The traditional rule, moreover, is a practical necessity. The victim is never available in a murder case to testify who, among multiple actors, killed him. In homicides involving multiple actors, there is frequently no doubt at all that the killing was intentional and warrants a first degree conviction (as is indisputably the case here) but (again, as here) there is no independent eyewitness to testify which actor delivered the blow(s) that establish the degree of guilt.2 It is in precisely such circumstances that traditional principles of vicarious liability are essential. As noted in the Dissenting Opinion in Huffman, without such theories,
a jury will always be stuck with the broken record of how to attribute specific intent without identifying the particular roles of the perpetrators. So the killers will walk away from first degree murder and the death penalty. So the people will have been deprived of a fair trial.
Huffman, 536 Pa. at 204, 638 A.2d at 965 (Papadakos, J., dissenting). I would return to first principles and permit conspiracy liability to operate as it always had before, with respect to all crimes.
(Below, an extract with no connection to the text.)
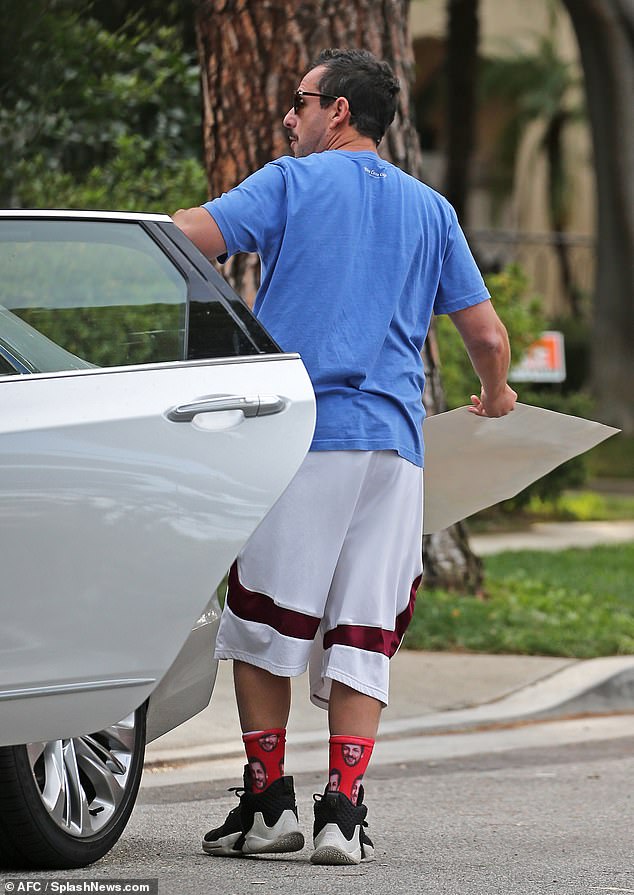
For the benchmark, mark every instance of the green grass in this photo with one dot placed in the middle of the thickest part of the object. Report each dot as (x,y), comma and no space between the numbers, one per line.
(570,506)
(569,603)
In summary, in cases involving theories of accomplice and conspiracy liability for first degree murder, I believe that the jury should be instructed on the elements of first degree murder, as well as what is necessary to prove liability as an *151accomplice or conspirator. I would require nothing more than that those principles be adequately conveyed.
. Wayne’s discussion in this regard arguably was dicta, since the appellant there was denied relief based on a finding that any error in the conspiracy liability charge was harmless beyond a reasonable doubt.
. In first degree murder cases involving non-confessing defendants, it is often the nature of the killing that proves specific intent. Specific • intent, of course, can be inferred from the use of a deadly weapon upon a vital part of the body. E.g. Commonwealth v. Puksar, 559 Pa. 358, 365, 740 A.2d 219, 223 (1999).